The fear of living in their native land drove Shahin’s family away. Trying to find a way out, they fled 45 minutes south to Egypt. On the way there, the images implanted into Shahin were hard to conceptualize.

“If you saw it from overhead, it would look like flat land,” Shahin said. “All the people were killed in this area.”

The bombing did not just stop with Shahin, but it affected everyone, even the ones with whom he grew up.

“I had a friend,” Shahin said. “He saw in his eyes that people were killed. He was not normal after that.”

His family did not leave once they starting seeing the violence and wars. Fadi was merely in high school when the harshest violence came their way.
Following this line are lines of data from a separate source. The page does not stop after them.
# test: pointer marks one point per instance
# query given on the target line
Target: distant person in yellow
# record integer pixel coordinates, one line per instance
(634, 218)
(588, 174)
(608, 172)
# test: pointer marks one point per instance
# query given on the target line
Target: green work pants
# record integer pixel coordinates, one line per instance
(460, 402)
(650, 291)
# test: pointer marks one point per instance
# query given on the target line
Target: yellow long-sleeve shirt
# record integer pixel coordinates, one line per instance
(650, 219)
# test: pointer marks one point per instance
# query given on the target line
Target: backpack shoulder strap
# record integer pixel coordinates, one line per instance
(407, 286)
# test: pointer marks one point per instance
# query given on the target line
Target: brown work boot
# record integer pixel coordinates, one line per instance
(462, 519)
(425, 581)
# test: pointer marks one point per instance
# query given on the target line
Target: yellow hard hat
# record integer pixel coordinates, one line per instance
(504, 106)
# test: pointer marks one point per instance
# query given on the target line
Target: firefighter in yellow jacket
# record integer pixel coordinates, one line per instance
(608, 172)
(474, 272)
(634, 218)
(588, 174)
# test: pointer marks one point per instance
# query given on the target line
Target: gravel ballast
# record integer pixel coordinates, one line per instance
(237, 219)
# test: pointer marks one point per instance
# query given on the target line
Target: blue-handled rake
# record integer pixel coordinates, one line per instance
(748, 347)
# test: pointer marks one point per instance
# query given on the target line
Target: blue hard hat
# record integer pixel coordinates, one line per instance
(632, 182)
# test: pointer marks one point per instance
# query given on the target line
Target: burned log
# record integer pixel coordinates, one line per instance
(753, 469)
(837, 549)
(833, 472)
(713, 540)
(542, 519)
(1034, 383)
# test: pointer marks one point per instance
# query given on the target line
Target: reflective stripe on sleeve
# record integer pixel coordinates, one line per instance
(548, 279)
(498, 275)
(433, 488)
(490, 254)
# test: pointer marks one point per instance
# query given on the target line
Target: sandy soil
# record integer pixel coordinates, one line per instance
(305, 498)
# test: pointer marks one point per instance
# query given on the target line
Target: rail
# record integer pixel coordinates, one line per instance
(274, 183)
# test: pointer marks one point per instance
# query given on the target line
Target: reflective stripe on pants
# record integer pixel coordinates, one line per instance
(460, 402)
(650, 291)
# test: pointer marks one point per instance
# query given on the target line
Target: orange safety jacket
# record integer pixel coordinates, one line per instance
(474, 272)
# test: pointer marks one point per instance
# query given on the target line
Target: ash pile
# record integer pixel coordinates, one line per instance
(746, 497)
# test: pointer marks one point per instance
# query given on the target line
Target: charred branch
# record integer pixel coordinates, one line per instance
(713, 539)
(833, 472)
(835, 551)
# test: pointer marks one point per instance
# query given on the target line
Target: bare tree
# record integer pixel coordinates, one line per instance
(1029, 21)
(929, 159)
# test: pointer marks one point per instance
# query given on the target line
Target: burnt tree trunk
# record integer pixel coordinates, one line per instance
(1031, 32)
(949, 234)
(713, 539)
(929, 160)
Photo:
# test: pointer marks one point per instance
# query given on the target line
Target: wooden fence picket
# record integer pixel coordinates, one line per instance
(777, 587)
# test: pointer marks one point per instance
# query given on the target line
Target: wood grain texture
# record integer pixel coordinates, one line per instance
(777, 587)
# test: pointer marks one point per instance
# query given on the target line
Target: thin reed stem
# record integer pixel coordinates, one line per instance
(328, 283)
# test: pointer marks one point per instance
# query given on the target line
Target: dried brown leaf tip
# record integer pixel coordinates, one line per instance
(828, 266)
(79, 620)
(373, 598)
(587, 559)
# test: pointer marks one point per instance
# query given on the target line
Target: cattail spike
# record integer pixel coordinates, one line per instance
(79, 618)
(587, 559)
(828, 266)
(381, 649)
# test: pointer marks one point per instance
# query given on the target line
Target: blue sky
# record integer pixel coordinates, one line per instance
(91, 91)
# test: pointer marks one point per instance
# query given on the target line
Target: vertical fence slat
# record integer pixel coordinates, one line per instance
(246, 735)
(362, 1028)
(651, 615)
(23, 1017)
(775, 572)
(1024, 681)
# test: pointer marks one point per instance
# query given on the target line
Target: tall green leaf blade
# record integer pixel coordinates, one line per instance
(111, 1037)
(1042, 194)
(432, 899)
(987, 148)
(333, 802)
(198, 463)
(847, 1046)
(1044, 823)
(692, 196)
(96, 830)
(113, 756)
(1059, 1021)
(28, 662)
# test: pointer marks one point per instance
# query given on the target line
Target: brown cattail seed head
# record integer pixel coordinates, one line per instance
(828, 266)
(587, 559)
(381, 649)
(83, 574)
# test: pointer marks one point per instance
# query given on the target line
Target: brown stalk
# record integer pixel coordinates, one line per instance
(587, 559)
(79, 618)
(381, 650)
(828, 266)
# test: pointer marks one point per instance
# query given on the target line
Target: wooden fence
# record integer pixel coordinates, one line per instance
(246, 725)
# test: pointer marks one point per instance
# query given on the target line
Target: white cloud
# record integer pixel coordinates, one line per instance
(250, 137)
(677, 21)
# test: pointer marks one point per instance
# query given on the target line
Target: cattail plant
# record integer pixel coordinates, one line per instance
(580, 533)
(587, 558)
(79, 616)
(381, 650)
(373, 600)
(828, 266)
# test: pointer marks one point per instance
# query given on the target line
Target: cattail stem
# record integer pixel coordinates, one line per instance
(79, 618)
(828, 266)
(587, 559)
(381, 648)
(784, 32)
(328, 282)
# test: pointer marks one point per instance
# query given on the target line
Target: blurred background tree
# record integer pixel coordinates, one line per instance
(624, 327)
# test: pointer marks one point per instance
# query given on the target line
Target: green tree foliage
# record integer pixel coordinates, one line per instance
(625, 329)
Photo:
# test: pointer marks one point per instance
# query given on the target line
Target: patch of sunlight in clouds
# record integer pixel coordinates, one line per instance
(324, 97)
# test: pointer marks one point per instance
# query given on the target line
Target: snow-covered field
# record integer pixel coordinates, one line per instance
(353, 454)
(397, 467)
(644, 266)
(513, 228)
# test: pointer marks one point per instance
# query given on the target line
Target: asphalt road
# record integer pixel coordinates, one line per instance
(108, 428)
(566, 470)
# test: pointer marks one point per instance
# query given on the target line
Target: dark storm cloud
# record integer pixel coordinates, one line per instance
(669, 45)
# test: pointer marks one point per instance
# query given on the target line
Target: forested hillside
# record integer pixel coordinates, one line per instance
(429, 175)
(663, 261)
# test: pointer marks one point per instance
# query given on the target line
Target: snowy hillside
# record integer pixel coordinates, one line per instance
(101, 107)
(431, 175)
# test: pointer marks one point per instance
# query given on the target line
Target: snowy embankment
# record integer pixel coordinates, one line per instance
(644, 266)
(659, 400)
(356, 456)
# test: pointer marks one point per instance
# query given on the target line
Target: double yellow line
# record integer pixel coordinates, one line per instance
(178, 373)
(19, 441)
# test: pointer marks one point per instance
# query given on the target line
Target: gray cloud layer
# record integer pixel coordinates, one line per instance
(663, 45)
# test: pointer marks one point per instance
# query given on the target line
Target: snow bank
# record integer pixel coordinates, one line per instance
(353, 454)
His father resented wanting to leave the country. After holding office in the South African Embassy, he held a very high power in society. When things were good, Shahin enjoyed his life in the Middle East. Things took a turn for the worst back at the apartment bombings.

The family realized that they could not do it anymore. They had to leave once the bombing came too close to home.

The family moved to America on July 23 and they have not looked back since.

Now in America, Hattiesburg has been kind to Shahin and his family. He hopes to become a photographer someday. He has numerous pictures on his personal Instagram page and he carries his own camera.

“It’s a good and beautiful place,” Shahin said. “The nature is beautiful. I like it.”

Adjusting to the American lifestyle is different for everyone. But the thing he believes is to just find your place. No matter what you have gone through in your past, you future is what really matters to him.

“I want to live a normal life. I want to see beautiful places and take pictures.” – Fadi Shahin

One thing that brought his family here was the abundance of Christians in America. According to the Pew Research Center, America is just over 70 percent Christian. In the Middle East, it was very rare, if at all, to meet a person of the Christian faith.

“In Gaza, we don’t have a lot of churches,” Shahin said. “There are only 1,300 Christians, but the population of Gaza is (1.8 million) people.”

One adjustment that he said he has to make is in terms of the way American society can be judgmental. For years, the U.S. has dealt with race issues. Whether it is Trayvon Martin, the L.A. riots or how Americans have viewed the Islamic society after the Sept. 11 attacks, society’s views have changed. Even though Shahin’s region had the disparity in religion, they also didn’t recognize other things.

“All of my friends were Muslim,” Shahin said. “We don’t have time to look at color.”

As of now, the family lives downtown in the Hattiesburg area. He is here with his father, mother and his sister. His sister is a student at Southern Miss, but his father struggles. His father is currently unemployed, despite being a Southern Miss alumnus. He has requested permission to speak with the president of the university to help in his job search, but to no avail.

With their backs against the wall financially and having just left the war, Fadi only has one message.

“Palestinians and Israelites can live in co-existence,” Shahin said. “We hope that peace will prevail. We want people to have hope and live free.”